Sunday, November 21, 2004

sale coup

PREMIER CRI

On voudrait ne pas être là et on y est. On n’avait pas demandé à y être mais on devait y être un jour.
Entre les deux abîmes de l’infini et du néant, entre deux big-bang. Dans une déchirure à se repasser, une onde qu’on lègue, une histoire de particules élémentaires, de cri primal et de silence éternel.
Ce sont d’abord de gros avions à hélice, lents, bruyants, en rase-mottes. Je ne les voyais pas encore. Quelques années plus tard, je les ai observés dans le ciel. Constellation superstar, Double queue, Lookheed et hélicoptère Sikorsky. Ce furent ensuite des camions que je vis ensuite gigantesques, crissants et sales, avec petite cabine très en arrière, Berliet, GMC, Saurer. Ce sont aussi de grosses voitures, Vedette, Standards, Arondes, Tractions, 202, et des cars Chausson. Ce sont enfin les tanks, ceux qui manœuvraient encore sur les pavés de la vieille ville de Tours. Des chars, dont les chenilles faisaient trembler les vitres. J’ai dû crier très fort pour couvrir ce tintamarre, j’ai percé les tympans de la sage-femme.
J’ai voulu alerter le monde de mon innocence.
Depuis plusieurs semaines déjà j’entendais rugir toute cette ferraille.
Lorsque aujourd’hui je lis la presse de l’époque, je suis frappé par une double recherche : celle de la vitesse, celle des secrets de la matière. De nombreux accidents d’avion remplissent les pages. Prenons au hasard, le 28 septembre 1949 : un avion mexicain heurte un volcan : 28 morts, deux bombardiers anglais se heurtent en vol : 12 morts, un B29 tombe à Oklahoma. Mais aussi : la liaison d’Air-France Paris-Nouméa réalisée.
Le lendemain, le 29, l’avion de Marcel Cerdan s’écrase aux Açores. Le 30, un avion américain se montre plus rapide que le son de plusieurs centaines de kilomètres à l’heure. Et c’est comme ça tous les jours. Et dans le même temps, les recherches sur l’énergie nucléaire se poursuivent.
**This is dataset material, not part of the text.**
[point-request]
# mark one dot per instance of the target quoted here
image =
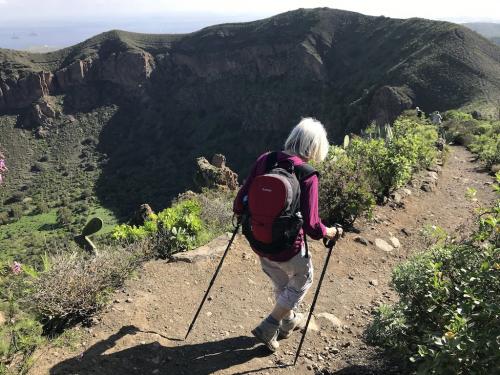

Quatre ans après Hiroshima.
En novembre, Le Monde fait sa Une sur ce titre : « Du métal changé en or grâce à l’énergie atomique ». Le jeudi 24, il lance la nouvelle : « Le premier milligramme de plutonium français isolé grâce au bombardement par neutrons ralentis de l’uranium 238 »
Ce sont des cris qui se répercutent, des cris qu’on n’oublie pas devant toutes ces fleurs de métal, ces voleurs de feu, ces chutes d’Icare.
Parfois, je parviens à les oublier tous ces cris.
Je me mets face au soleil, ce bombardier, et je pense aux amoureux fervents et aux savants austères, à la censure qui a frappé six poèmes des Fleurs du Mal jusqu’au 31 mai 1949. Embryon de trois mois, j’ai dû crier en entendant le Président de la Cour de Cassation casser le jugement inique rendu le 27 août 1857 contre celui qui a écrit : « J’ai pétri de la boue et j’en ai fait de l’or ».
J’ai crié quand on a dérobé la faux de la mort. Ouest-France du 13 octobre 1949 : "Prague. Un voleur a dérobé la faux de la mort qui orne une pendule ancienne du musée national de Prague. La direction de ce musée dans un communiqué prie instamment le voleur de vouloir bien rendre cet objet sans intérêt pour lui mais dont la mort ne peut se passer". Après les voleurs de feu, les voleurs de faux.
J’ai patienté encore un mois et demi. Puis le 29 novembre j’ai crié. J’ai crié parce qu’entre homme et femme ça criait déjà, parce que ça criait déjà partout.
A présent j’écris pour joindre mon cri aux autres, répétés par mille sentinelles.
J’écris pour qu’on entende tous les cris, pour dire la brûlure du feu, du métal, du soleil, la froissure du papier, les coups de griffes et les coups de faux.